Lebanon Army stands back from Druze-Christian fighting

The partial Israeli withdrawal in Lebanon in the wee hours of Sunday morning sparked the long-anticipated factional fighting between Christian and Druze Muslim militias in the Shouf mountains overlooking Beirut, in what many Lebanese feared was the opening stage of a new civil war.

Scenic mountain villages were shrouded in clouds of hazy smoke, accentuated by occasional flashes of fires, from the heavy barrages of artillery on Sunday and Monday that occasionally spilled over into the capital.

American efforts to bring about a truce have failed, although US troubleshooter Robert McFarlane was due back in Beirut Monday, after talks in Washington.

As a Western diplomat said Monday: ''Once again the sides are so polarized that what is acceptable to one side is totally unacceptable to the other.''

Dull, thundering explosions echoed through Beirut, with many shells landing in Christian-dominated east Beirut and on positions of the multinational force. Four marines and one Italian officer were injured in the fighting. Marine spokesman Bob Jordan said the marines fired back at militia positions in the Shouf twice when the 1,200-man US contingent came under fire at its encampment near Beirut's international airport.

The Lebanese Army did not move into the Shouf to fill the vacuum left by the Israelis, as they were expected to do. Thus there was no authority in the area to sort out rivals whose feud dates back more than a century.

Military sources claimed they were not given sufficient notice from the Israelis, and that there was none of the coordination the Israelis had promised. To show their anger, the Lebanese government announced that the US-orchestrated accord between Beirut and Jerusalem was ''frozen.''

But the timing was clear by Saturday, when Lebanese Prime Minister Shafik Wazzan spoke on nationwide television of ''this fateful day.'' The problem for the Army may have been that it was stretched thin by actions in the capital last week against Shiite Muslim militias. In effect, the Army was warned but unprepared, according to a Western military analyst.

On Sunday the Army took the strategic crossroads of Khalde on the Mediterranean coast to secure the road linking southern Lebanon with Beirut and to make it difficult for the Shouf war and militias in Beirut to connect: that could open the way for full-scale civil war. So far, the Shiite ''Amal'' militia has not joined forces with its Druze allies.

The fighting has been concentrated on three fronts, as Druze of the Progessive Socialist Party led by Walid Jumblatt have tried to push into Bhamdun , Souk al Garb, and along the coastal highway. Bhamdun is on the Beirut-Damascus highway, one of Lebanon's lifelines to the outside world. Souk al Garb is headquarters for the Christian Phalangist militia in the Aleih region.

Although there has been a flurry of meetings - in Beirut, Cyprus, Saudi Arabia, and Syria - to try to negotiate a truce, there has been little progress, Western envoys say. Many of those involved in the efforts to reach a truce are concerned that the fighting may only entrench the rivals.

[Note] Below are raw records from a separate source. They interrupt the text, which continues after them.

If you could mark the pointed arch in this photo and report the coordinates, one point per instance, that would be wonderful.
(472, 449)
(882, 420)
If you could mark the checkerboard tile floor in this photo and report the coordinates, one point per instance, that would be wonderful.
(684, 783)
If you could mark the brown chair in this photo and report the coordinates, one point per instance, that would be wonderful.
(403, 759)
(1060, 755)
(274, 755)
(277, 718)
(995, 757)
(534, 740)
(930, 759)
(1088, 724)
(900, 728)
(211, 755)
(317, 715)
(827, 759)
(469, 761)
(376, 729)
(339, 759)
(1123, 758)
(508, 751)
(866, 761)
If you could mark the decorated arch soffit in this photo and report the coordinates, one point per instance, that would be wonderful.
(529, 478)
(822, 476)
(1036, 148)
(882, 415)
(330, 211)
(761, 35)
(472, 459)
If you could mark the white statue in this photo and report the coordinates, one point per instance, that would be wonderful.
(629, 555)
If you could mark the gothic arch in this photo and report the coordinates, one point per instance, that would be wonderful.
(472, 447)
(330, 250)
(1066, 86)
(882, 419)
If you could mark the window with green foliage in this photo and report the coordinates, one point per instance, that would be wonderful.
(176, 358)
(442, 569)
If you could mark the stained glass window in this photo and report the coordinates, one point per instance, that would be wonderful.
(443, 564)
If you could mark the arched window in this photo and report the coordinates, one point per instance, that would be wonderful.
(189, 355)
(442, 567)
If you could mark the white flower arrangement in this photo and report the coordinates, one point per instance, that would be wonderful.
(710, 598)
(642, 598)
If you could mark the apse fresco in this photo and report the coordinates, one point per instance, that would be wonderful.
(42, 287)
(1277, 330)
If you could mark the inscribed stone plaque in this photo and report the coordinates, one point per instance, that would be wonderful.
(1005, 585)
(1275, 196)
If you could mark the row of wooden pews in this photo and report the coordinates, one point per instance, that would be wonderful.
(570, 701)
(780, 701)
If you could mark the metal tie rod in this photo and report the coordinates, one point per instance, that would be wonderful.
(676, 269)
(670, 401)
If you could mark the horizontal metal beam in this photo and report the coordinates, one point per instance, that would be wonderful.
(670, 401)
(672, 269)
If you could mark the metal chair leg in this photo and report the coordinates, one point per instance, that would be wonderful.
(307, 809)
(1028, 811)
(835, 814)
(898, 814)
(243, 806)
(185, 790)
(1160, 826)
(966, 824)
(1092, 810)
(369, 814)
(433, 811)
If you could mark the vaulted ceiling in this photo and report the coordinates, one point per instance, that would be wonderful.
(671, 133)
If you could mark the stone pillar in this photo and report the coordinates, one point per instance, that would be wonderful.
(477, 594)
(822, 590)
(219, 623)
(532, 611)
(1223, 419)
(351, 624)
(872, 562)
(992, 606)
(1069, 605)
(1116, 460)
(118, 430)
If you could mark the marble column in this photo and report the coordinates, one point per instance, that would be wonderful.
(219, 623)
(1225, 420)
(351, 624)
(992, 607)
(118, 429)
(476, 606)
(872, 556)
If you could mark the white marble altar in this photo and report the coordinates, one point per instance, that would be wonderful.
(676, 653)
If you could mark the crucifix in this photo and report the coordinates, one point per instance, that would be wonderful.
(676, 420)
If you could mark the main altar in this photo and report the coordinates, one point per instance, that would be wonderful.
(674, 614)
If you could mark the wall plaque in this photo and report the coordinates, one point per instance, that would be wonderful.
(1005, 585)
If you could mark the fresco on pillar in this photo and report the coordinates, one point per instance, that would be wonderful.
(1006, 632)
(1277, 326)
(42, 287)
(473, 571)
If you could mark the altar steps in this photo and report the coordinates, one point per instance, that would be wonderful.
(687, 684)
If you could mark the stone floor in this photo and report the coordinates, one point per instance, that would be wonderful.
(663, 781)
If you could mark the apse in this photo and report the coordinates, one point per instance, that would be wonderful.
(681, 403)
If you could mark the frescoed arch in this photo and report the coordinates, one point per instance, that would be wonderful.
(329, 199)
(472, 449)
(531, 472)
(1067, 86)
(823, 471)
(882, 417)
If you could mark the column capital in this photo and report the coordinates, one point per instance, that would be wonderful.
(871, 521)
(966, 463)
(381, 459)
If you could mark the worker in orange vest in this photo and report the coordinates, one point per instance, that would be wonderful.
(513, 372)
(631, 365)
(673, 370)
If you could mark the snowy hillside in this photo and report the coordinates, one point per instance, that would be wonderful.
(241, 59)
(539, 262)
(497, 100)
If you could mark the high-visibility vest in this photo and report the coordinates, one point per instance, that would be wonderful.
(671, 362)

A Western envoy said Lebanon had only a few weeks in which the Army could move in and sort out the ''mountain people'' before the whole US effort would collapse.

The Druze have pledged to fight the Army if it tries to deploy before a political reconciliation. The Druze and other Muslim groups say the Christian-led Army is too closely tied to the Christian Phalangist Party and its militias, and that deployment would give Christians an edge in subsequent negotiations. They have demanded peace talks first.

The implications for US efforts were explained by a leading Western diplomat: ''If the Army is not in unquestionable control of the Shouf and Aleih before the end of September, it would not make sense to pursue a (US) policy aimed at withdrawal of all (Israeli, Syrian, and Palestinian) foreign forces.''

The Israelis particularly would balk at further evacuation if the Lebanese Army is seen to be incapable of taking over and controlling strategic areas, envoys suggest.

The Shouf, Lebanon's heartland, has always been deemed the litmus test for the future of the troubled country, both politically and militarily. Without peace in the Shouf, the Lebanese government is not likely to regain sovereignty over the rest of Lebanon, in the view of envoys and the four multinational force countries.

The new fighting has been interpreted as a disaster for US policy in the region, particularly for the White House, which sent in its own envoy from the National Security Council, Robert McFarlane, to replace the State Department's Philip Habib. The new mediating team has convinced the Gemayel administation of the need for political reconciliation, an issue on which the government has been stalling. But so far the McFarlane team has not gotten the complex network of factions to agree on terms that would ease tension between the majority Muslims and minority Christians.